Status of the PQC implementation in LIbgcrypt
Few comments on the patches.
- First, I needed following to patches to make tests run (fixes building & testing outside source tree, and fixes memory leaks):
- There's few files missing license text at beginning of file (cipher/consttime.*, tests/test-utils.h).
- // C++ style comment lines are used in few places. These need to be changed to C comments /* ... */
- "_gcry_consttime_bytes_differ": there is already "buf_eq_const" in bufhelp.h which does the same.
- "_gcry_consttime_cmov": this could be hardened against nonce@once style attacks. _gcry_mpih_set_cond in mpi/mpih-const-time.c can be used as example for this (uses two masks and AND/OR instead of single mask with XOR).
- "load32_littleendian": there is "buf_get_le32" in bufhelp.h for reading 32-bit in little-endian order.
- cipher/tests-utils.h: not sure about this file. Where these functions copied over from other tests sources? Should other tests switch to use tests-utils.h?
- tests/benchmark and tests/bench-slope are missing cSHAKE and KMAC benchmarking support
- Should there be benchmarking support for Kyber in tests/benchmark?
- There's many functions that use buffers on stack. Do those contain secrets? Should those buffers be wiped before returning from function (with wipememory())? For example, "mlkem_check_secret_key" has two buffers "shared_secret_1" and "shared_secret_2" which are not wiped.
- mlkem.c: mlkem_check_secret_key: "memcmp" is used to compare shared secrets. Should this use constant time comparison instead?
- mlkem-common.c: _gcry_mlkem_mlkem_shake256_rkprf:
- _gcry_md_hash_buffers_extract can be used here instead of _gcry_md_open&write&extract&close.
- mlkem-symmetric.c: _gcry_mlkem_shake256_prf:
- _gcry_md_hash_buffers_extract can be used here instead of _gcry_md_open&write&extract&close.
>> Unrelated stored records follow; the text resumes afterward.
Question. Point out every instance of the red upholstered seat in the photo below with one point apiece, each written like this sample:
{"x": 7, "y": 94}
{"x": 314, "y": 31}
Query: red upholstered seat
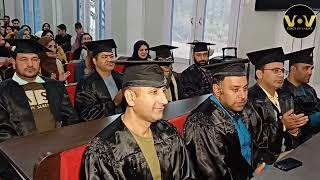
{"x": 72, "y": 68}
{"x": 72, "y": 93}
{"x": 179, "y": 121}
{"x": 70, "y": 163}
{"x": 119, "y": 68}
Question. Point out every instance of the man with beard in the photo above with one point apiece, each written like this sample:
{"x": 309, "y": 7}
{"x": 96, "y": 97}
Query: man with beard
{"x": 99, "y": 94}
{"x": 217, "y": 133}
{"x": 278, "y": 121}
{"x": 305, "y": 97}
{"x": 30, "y": 103}
{"x": 195, "y": 81}
{"x": 138, "y": 144}
{"x": 173, "y": 88}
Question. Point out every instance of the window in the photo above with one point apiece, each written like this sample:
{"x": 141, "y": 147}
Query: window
{"x": 217, "y": 22}
{"x": 181, "y": 27}
{"x": 203, "y": 20}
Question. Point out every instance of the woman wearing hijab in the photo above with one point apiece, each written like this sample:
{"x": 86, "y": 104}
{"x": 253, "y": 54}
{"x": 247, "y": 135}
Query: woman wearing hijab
{"x": 45, "y": 26}
{"x": 140, "y": 51}
{"x": 51, "y": 66}
{"x": 24, "y": 34}
{"x": 47, "y": 33}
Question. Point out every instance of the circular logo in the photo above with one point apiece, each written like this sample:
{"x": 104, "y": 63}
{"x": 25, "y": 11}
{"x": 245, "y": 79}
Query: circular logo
{"x": 299, "y": 21}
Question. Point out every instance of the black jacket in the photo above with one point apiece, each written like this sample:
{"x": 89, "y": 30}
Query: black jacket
{"x": 305, "y": 101}
{"x": 16, "y": 118}
{"x": 191, "y": 83}
{"x": 115, "y": 155}
{"x": 93, "y": 99}
{"x": 213, "y": 144}
{"x": 268, "y": 132}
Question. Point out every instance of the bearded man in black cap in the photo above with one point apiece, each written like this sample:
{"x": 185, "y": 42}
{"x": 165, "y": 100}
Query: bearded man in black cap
{"x": 99, "y": 95}
{"x": 305, "y": 97}
{"x": 217, "y": 133}
{"x": 138, "y": 144}
{"x": 275, "y": 109}
{"x": 195, "y": 81}
{"x": 173, "y": 88}
{"x": 30, "y": 103}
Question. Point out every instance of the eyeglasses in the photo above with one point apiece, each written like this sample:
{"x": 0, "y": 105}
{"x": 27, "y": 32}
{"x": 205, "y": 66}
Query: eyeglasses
{"x": 278, "y": 71}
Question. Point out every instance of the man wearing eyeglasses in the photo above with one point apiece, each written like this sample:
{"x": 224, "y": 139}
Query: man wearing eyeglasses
{"x": 173, "y": 87}
{"x": 99, "y": 94}
{"x": 305, "y": 97}
{"x": 279, "y": 127}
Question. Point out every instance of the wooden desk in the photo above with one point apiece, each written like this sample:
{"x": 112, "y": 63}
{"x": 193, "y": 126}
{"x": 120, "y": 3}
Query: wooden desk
{"x": 308, "y": 154}
{"x": 24, "y": 152}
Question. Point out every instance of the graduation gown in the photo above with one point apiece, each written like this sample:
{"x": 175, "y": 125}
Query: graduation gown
{"x": 115, "y": 155}
{"x": 93, "y": 100}
{"x": 191, "y": 83}
{"x": 16, "y": 118}
{"x": 268, "y": 131}
{"x": 213, "y": 143}
{"x": 307, "y": 102}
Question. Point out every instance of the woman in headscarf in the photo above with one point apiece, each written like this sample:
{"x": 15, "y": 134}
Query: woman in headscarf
{"x": 47, "y": 33}
{"x": 140, "y": 51}
{"x": 24, "y": 34}
{"x": 81, "y": 52}
{"x": 51, "y": 66}
{"x": 45, "y": 26}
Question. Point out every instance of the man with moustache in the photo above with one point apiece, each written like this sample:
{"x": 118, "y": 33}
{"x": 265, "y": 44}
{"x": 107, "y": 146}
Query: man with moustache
{"x": 195, "y": 81}
{"x": 30, "y": 103}
{"x": 305, "y": 97}
{"x": 278, "y": 121}
{"x": 217, "y": 132}
{"x": 138, "y": 144}
{"x": 173, "y": 88}
{"x": 99, "y": 94}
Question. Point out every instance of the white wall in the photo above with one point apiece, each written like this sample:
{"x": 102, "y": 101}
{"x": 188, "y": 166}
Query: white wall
{"x": 260, "y": 30}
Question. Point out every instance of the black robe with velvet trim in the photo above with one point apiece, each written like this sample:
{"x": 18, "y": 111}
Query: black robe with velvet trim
{"x": 16, "y": 118}
{"x": 191, "y": 83}
{"x": 268, "y": 133}
{"x": 305, "y": 101}
{"x": 214, "y": 145}
{"x": 115, "y": 155}
{"x": 93, "y": 100}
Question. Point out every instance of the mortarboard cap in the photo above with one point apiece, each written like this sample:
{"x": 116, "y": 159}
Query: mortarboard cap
{"x": 263, "y": 57}
{"x": 302, "y": 56}
{"x": 235, "y": 67}
{"x": 142, "y": 73}
{"x": 163, "y": 51}
{"x": 27, "y": 46}
{"x": 101, "y": 46}
{"x": 200, "y": 46}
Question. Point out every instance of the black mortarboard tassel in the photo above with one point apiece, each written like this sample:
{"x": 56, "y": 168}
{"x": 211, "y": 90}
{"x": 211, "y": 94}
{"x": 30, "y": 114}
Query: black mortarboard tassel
{"x": 101, "y": 46}
{"x": 263, "y": 57}
{"x": 200, "y": 46}
{"x": 302, "y": 56}
{"x": 143, "y": 73}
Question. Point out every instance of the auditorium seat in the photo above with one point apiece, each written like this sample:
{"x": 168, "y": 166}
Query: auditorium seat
{"x": 179, "y": 121}
{"x": 70, "y": 163}
{"x": 71, "y": 89}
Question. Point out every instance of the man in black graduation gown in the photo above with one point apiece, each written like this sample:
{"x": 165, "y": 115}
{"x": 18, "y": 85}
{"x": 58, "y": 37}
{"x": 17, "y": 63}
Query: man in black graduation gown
{"x": 217, "y": 133}
{"x": 99, "y": 94}
{"x": 138, "y": 144}
{"x": 31, "y": 103}
{"x": 275, "y": 109}
{"x": 173, "y": 88}
{"x": 305, "y": 97}
{"x": 194, "y": 80}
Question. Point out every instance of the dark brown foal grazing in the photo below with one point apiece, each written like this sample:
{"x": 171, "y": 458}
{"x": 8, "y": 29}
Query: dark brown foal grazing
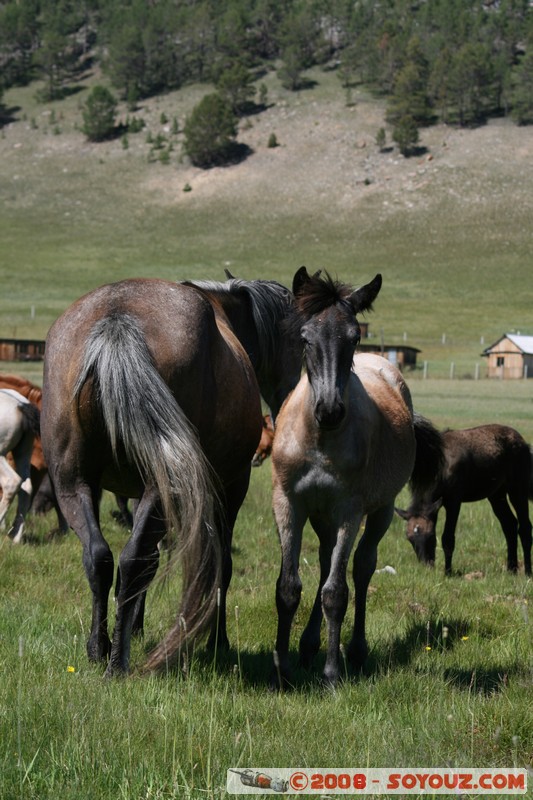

Temporary buffer usage can be avoided by passing input buffers through two IOV to _gcry_md_hash_buffers_extract.
thanks for your feedback. Before I go into the technical discussion, please allow me to propse that we use our own GitHub fork to keep track of the detailed technical discussion. In GitHub, we can easily create a separate issue for each item to discuss it and track its status. Your find your issues replicated in this top level list: to https://github.com/pqc-thunderbird/libgcrypt/issues/24.
@fse: Github is not an option here. We don't use it and thus everything relevant to Libgcrypt needs to be documented here and not at some external platform.
Regarding benchmarks, we should have some for the new algorithms.
Regarding test-utils.h, I already taked with @gniibe about that and we can eventually discuss this over here. It might even be useful to have a separate task to streamline some of the test code.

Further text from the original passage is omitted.